Ascending aortic plaque biopsy is obtained from a patient who has undergone surgery for aortic and coronary specimen aortic stenosis. A plaque-free aortic biopsy is obtained from a patient who has undergone surgery to repair a valve defect. These samples were placed directly into sterile Dulbecco's modified Eagle's medium (DMEM, Gibco, Carlsbad, Calif.) Pre-cooled to 4 ° C., transferred to laboratory ice, and Optimal Cutting Temperature Compound (Trans, CA) for tissue zymography. Freeze in Tissue-Tek).

  Coronary arteries are obtained from patients who died after acute myocardial infarction and placed in 4% paraformaldehyde solution for 24 hours.

FAP induction assay 3, 5, 10, 20, 40% stationary phase HASMC is treated with starvation medium supplemented with 40% macrophage conditioned SFM for 48 hours. To determine the effect of TNFα on FAP expression, stationary phase HASMC is treated with starvation medium supplemented with 20% macrophage-adjusted SFM and TNFα neutralizing antibody (Ab6671, Abcam) or IgG isotype control (Ab27478, Abcam) antibody. Recombinant human TNFα (300-01A, Peprotech) is used to induce FAP expression in a stationary and HASMC in a dose and time dependent manner. All FAP levels are quantified by cell membrane ELISA as detailed below. Peripheral blood-derived macrophages are incubated for 48 hours in SFM (2 mL / well in a 6-well plate) and the supernatant is sterile filtered, aliquoted and frozen at -80 ° C. Purchased human aortic smooth muscle cells (HASMC, Promocell) were verified for αSMA (purity> 96%) by FACS analysis and at passage 4 in 96-well black cell culture test plates with 10% fetal calf serum (3302-P250302). And plating at a density of 5 × 10 ⁴ cells / cm ² in DMEM (10938, Gibco) supplemented with Aidenbach, Germany, left to attach for 24 hours, and then added with 1% bovine serum albumin Bring to rest overnight in Advanced DMEM (12491-015, Invitrogen, Carlsbad, Calif.) Starvation medium. Treat stationary phase HASMC with starvation medium supplemented with 3, 5, 10, 20, 40% macrophage conditioned SFM for 48 hours. To determine the effect of TNFα on FAP expression, stationary phase HASMC is treated with starvation medium supplemented with 20% macrophage-adjusted SFM and TNFα neutralizing antibody (Ab6671, Abcam) or IgG isotype control (Ab27478, Abcam) antibody. Recombinant human TNFα (300-01A, Peprotech) is used to induce FAP expression in a stationary and HASMC in a dose and time dependent manner. For quantification, cells are washed with PBS, fixed in 4% formalin for 30 minutes, and labeled with F19 against FAP. The culture is enzyme labeled using a horseradish peroxidase ELISA kit (Anaspec, Fremont, Calif.) And the enzyme reaction product is quantified with a fluorescent plate reader. Background values are subtracted and all values are normalized to the untreated / unadjusted control group.
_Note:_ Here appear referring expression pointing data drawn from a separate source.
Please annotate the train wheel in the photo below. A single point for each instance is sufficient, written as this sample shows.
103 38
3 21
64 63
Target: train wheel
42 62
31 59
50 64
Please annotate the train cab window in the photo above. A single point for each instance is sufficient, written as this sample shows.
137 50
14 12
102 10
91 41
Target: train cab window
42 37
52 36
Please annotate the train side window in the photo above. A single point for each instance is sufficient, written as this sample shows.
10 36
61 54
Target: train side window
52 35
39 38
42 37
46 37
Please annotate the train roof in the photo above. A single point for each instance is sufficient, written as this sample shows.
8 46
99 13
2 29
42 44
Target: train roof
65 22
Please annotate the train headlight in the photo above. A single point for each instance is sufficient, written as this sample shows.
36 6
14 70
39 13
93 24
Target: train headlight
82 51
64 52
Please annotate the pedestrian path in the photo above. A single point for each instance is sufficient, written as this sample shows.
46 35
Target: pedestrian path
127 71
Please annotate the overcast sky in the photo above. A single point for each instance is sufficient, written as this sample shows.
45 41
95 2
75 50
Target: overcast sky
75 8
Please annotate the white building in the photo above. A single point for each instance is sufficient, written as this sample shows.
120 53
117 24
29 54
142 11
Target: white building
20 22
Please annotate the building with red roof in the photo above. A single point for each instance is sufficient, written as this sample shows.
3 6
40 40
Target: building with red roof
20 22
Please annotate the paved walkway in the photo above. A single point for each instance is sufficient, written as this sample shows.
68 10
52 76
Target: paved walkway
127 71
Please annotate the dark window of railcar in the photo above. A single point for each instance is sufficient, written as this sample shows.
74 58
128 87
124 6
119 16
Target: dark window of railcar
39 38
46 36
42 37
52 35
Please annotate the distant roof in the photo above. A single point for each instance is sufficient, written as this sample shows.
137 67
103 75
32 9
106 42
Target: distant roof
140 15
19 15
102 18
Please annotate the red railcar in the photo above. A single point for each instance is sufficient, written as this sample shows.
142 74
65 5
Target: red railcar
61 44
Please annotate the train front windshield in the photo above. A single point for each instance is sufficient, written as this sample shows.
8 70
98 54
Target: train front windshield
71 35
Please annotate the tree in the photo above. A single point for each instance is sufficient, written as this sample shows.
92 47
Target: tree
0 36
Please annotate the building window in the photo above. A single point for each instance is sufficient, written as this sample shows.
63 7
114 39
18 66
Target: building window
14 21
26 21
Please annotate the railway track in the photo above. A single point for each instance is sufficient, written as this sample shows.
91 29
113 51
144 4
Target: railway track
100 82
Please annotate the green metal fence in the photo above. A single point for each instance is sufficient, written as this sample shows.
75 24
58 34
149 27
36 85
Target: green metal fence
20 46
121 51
Zymography direct quenching porcine gelatin (DQ gelatin, D12054, Invitrogen) and the black 96-well plates, the reaction buffer (pH7.6, 0.5M Tris-HCl, 1.5M NaCl, 50mM CaCl 2, and 2mM azide Sodium) and 0, 10, 20, 40 nM recombinant human FAP is diluted to a final concentration of 100 μg / mL. Cleaved gelatin was quantified at 0.5, 8 and 24 hours to subtract background fluorescence. A246 produced against the catalytic insert of FAP and its corresponding isotype control IgG (Ab27478, Abcam) were added to 20 mM FAP and 100 μg / mL DQ gelatin in reaction buffer and analyzed 24 hours later to determine blocking efficacy. To do.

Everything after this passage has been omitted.